To increase its chances of getting approval from European antitrust authorities in its takeover of Activision Blizzard, Microsoft says it’s willing to make concessions, such as officially guaranteeing that Call of Duty will be distributed on the PlayStation for ten years.

At the beginning of the year, Microsoft announced its intention to buy the Activision Blizzard group for $69 billion, but the transaction can only take place if it is confirmed by the antitrust authorities of various countries of the world – the authorities of 16 countries have already taken up the case, and so far only Brazil and Saudi Arabia have approved the deal. However, the most important investigations remain those of the European Commission and the Federal Trade Commission in the United States, and according to a Reuters report that echoes the European Commission’s indiscretions, Microsoft is clearly ready to make concessions.

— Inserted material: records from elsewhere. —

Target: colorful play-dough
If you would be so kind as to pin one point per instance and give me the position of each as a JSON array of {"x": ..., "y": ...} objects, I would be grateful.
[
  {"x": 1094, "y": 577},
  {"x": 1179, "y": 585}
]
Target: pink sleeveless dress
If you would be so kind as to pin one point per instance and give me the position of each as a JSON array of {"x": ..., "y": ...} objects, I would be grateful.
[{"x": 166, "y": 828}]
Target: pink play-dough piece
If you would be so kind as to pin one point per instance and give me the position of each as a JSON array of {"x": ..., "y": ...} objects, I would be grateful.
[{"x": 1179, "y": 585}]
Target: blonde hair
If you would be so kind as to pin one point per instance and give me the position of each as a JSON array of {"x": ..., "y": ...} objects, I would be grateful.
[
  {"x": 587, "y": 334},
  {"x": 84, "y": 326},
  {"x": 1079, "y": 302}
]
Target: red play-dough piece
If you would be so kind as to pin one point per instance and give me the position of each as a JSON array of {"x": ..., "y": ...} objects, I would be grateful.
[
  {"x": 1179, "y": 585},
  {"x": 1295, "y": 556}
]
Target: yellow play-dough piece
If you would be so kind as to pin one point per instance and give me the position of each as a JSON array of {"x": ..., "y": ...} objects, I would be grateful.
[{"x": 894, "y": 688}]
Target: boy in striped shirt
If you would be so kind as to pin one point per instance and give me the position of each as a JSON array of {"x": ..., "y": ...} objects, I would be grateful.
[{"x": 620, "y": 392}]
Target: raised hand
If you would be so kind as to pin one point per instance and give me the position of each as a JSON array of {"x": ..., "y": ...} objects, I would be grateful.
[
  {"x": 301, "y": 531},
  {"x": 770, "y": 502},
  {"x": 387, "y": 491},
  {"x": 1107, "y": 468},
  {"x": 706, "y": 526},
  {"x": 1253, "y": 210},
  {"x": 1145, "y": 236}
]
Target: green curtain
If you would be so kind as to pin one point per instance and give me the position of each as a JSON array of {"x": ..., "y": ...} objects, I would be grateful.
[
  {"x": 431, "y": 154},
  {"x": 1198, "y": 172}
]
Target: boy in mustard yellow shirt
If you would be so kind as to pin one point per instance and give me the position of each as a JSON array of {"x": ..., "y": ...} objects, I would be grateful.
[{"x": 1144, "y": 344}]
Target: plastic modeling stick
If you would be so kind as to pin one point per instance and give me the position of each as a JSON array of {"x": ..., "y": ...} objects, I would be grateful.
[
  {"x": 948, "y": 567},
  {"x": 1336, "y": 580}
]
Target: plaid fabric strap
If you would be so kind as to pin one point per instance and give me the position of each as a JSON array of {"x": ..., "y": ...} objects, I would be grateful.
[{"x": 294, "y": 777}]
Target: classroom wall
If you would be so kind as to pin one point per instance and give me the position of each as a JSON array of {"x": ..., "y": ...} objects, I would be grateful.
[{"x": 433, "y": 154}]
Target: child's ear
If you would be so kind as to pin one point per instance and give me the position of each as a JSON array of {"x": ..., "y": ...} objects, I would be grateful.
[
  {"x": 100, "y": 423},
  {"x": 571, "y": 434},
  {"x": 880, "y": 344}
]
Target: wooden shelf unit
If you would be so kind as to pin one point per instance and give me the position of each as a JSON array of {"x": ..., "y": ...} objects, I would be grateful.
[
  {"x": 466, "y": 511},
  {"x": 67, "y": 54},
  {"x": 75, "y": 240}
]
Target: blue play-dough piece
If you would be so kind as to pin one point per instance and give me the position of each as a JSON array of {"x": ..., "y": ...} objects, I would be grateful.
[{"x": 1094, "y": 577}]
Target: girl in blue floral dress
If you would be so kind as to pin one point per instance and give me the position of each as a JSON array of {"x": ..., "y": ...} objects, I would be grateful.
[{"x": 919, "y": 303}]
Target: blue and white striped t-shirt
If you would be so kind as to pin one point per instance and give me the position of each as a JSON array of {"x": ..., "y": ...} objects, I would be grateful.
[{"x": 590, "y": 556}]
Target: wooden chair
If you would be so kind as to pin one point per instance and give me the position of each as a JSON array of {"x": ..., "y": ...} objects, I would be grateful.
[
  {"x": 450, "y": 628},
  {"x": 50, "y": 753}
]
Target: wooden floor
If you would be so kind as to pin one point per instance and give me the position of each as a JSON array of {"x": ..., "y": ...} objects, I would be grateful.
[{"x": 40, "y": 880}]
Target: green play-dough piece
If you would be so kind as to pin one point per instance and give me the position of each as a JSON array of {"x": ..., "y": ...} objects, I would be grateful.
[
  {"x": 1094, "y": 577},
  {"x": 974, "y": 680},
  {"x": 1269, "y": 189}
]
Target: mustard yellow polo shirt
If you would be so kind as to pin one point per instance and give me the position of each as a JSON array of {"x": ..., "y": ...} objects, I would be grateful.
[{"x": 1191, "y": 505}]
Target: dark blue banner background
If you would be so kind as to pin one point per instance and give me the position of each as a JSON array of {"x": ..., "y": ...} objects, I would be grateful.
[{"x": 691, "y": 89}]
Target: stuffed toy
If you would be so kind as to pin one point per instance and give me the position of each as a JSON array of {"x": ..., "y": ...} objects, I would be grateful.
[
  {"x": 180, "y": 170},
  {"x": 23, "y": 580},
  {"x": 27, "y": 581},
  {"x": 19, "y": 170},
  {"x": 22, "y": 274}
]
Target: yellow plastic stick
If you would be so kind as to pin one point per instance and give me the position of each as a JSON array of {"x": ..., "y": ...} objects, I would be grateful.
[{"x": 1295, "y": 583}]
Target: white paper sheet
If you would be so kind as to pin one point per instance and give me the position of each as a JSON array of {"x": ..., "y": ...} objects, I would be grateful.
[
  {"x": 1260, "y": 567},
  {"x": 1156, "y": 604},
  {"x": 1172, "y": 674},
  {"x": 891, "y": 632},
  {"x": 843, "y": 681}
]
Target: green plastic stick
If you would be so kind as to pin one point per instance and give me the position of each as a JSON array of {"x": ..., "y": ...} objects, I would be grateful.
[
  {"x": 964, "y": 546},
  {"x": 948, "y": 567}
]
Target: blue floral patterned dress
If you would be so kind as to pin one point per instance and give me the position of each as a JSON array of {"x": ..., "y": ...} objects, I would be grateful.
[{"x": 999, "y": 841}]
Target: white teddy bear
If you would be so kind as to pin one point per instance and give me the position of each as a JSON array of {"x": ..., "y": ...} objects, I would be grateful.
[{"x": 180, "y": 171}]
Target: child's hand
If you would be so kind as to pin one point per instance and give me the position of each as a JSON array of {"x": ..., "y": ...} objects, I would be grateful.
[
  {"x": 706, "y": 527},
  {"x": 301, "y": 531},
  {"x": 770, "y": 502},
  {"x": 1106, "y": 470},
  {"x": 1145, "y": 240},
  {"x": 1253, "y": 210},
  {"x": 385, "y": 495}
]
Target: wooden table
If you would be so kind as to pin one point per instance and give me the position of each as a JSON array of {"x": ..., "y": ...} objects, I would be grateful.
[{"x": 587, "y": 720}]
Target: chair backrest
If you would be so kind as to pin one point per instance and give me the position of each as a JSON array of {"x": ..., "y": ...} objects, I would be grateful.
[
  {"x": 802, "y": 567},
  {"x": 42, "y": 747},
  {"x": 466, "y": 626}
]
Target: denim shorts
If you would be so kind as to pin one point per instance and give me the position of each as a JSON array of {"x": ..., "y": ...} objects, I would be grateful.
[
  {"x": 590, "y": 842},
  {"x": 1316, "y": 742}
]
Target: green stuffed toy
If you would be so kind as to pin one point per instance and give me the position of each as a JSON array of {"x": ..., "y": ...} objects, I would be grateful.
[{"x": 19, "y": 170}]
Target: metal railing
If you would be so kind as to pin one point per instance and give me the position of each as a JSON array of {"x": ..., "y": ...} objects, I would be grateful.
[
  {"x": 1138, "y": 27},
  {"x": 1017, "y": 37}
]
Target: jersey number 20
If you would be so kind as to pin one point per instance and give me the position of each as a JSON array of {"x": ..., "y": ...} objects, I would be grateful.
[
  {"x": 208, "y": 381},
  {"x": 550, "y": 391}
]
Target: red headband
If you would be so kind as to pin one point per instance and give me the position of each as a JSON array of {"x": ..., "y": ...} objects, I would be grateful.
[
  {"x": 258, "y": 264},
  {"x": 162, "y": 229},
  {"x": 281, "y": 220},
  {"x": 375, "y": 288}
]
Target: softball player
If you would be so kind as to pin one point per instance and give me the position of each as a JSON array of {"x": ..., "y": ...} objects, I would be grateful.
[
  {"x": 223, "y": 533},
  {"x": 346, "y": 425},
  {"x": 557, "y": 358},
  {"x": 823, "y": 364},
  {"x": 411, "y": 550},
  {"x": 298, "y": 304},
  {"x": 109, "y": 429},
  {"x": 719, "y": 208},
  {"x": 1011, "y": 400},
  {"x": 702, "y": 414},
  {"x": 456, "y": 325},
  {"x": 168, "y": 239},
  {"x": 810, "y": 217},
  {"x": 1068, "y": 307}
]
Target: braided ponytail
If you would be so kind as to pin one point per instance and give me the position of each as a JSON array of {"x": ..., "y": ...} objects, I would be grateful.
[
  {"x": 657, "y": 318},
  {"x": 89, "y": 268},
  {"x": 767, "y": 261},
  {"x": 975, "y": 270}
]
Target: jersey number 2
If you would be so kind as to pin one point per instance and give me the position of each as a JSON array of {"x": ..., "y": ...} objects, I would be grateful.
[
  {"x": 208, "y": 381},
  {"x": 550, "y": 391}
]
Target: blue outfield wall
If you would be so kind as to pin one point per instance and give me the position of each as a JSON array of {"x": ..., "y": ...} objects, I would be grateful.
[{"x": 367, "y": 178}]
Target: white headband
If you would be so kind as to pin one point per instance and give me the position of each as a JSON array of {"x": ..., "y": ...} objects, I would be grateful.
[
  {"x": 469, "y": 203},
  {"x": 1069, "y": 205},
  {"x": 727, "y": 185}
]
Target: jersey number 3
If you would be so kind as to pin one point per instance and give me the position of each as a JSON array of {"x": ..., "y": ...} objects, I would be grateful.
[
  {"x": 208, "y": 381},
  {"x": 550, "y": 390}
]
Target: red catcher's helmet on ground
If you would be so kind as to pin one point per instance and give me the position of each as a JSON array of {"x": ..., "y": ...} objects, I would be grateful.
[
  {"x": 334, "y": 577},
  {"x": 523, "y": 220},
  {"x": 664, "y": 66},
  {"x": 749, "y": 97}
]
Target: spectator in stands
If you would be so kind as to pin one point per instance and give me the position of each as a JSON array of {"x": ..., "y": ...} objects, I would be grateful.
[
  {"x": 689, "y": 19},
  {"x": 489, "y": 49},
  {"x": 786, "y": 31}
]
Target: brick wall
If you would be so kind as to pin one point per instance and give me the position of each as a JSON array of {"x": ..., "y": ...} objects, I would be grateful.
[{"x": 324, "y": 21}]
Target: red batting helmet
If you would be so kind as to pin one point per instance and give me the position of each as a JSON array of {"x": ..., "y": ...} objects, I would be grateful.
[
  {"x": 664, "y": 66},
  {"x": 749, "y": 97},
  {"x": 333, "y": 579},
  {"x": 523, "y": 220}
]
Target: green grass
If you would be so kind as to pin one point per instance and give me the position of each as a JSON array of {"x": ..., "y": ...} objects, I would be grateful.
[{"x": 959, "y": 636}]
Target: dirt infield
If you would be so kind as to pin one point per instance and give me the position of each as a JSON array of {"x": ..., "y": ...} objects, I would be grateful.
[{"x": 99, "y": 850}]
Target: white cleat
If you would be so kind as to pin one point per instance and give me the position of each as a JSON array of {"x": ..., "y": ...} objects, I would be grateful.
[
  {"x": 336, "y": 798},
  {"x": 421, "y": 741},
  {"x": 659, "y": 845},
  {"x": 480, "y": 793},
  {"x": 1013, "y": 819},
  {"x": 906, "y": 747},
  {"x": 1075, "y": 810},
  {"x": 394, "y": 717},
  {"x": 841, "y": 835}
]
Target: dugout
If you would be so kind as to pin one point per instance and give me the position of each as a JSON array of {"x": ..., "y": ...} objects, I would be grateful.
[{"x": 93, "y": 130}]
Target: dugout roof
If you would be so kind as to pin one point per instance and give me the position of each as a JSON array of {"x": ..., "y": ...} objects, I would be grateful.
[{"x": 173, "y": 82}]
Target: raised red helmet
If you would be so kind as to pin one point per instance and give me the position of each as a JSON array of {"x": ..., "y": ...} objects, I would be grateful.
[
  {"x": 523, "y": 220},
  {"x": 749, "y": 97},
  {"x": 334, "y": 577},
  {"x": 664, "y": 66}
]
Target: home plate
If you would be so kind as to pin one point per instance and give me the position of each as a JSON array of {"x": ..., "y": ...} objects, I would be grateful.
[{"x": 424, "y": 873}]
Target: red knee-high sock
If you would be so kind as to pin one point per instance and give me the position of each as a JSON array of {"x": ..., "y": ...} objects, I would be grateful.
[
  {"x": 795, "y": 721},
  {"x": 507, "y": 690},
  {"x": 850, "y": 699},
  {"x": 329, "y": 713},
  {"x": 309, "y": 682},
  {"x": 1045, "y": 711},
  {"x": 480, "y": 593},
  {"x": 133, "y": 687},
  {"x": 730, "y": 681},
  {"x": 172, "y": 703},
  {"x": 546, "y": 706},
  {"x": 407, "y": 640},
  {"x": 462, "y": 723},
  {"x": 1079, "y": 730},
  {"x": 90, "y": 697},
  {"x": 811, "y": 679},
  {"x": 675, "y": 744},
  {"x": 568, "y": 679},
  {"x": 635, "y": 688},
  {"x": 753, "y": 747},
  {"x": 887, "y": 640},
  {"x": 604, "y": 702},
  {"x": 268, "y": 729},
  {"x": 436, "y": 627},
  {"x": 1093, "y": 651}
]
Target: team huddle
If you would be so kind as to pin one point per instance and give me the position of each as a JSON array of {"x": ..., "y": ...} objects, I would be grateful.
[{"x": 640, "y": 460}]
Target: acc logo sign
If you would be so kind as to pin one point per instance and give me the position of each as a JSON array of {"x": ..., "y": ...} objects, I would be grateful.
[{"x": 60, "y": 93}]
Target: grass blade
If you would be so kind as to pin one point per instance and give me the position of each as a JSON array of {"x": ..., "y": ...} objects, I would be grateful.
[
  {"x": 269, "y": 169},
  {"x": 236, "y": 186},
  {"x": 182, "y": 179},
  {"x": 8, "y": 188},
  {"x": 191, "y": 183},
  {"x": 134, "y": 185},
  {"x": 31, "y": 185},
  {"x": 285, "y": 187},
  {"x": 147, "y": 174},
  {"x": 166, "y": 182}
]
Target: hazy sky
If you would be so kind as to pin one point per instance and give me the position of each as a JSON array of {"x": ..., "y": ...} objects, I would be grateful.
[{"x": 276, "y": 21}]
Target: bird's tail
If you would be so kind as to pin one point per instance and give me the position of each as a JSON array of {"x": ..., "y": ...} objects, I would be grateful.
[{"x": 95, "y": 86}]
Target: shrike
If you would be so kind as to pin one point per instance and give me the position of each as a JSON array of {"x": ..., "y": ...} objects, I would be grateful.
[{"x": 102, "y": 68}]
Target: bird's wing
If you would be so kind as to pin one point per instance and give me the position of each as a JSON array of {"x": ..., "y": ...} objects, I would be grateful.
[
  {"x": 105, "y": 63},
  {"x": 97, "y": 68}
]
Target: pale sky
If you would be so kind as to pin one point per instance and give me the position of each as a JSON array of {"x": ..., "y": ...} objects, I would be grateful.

Specifically, as part of its investigation, the European Commission may formulate a “statement of objection”, that is, a list of elements that cause competition problems that could block a deal. To avoid any risk of blocking and expedite the review process, Microsoft may consider these complaints and propose corrective actions that will shorten the regulatory process and increase the chances of obtaining a speedy clearance from European antitrust authorities.

In the lot, the Call of Duty license (owned by Activision) and its availability on the PlayStation is still and always at the center of the debate – Sony has made it an argument to demand a veto from the competition authorities. As a concession, Microsoft can guarantee an agreement to distribute the next Call of Duty on PlayStation over the next ten years with the same content and simultaneous release dates on Xbox and PlayStation. In other words, the license could not become exclusive to Xbox for the next ten years. We remember that Microsoft representatives have already mentioned this idea publicly (in interviews or on social networks). The “promise” could be formalized before the European Commission to provide guarantees to Sony.

At the same time, Microsoft says it will continue to work with European authorities to respond to “legitimate market concerns.” In the case of an agreement in Europe, then it remains to convince the FTC in the United States – and this should not be a formality either.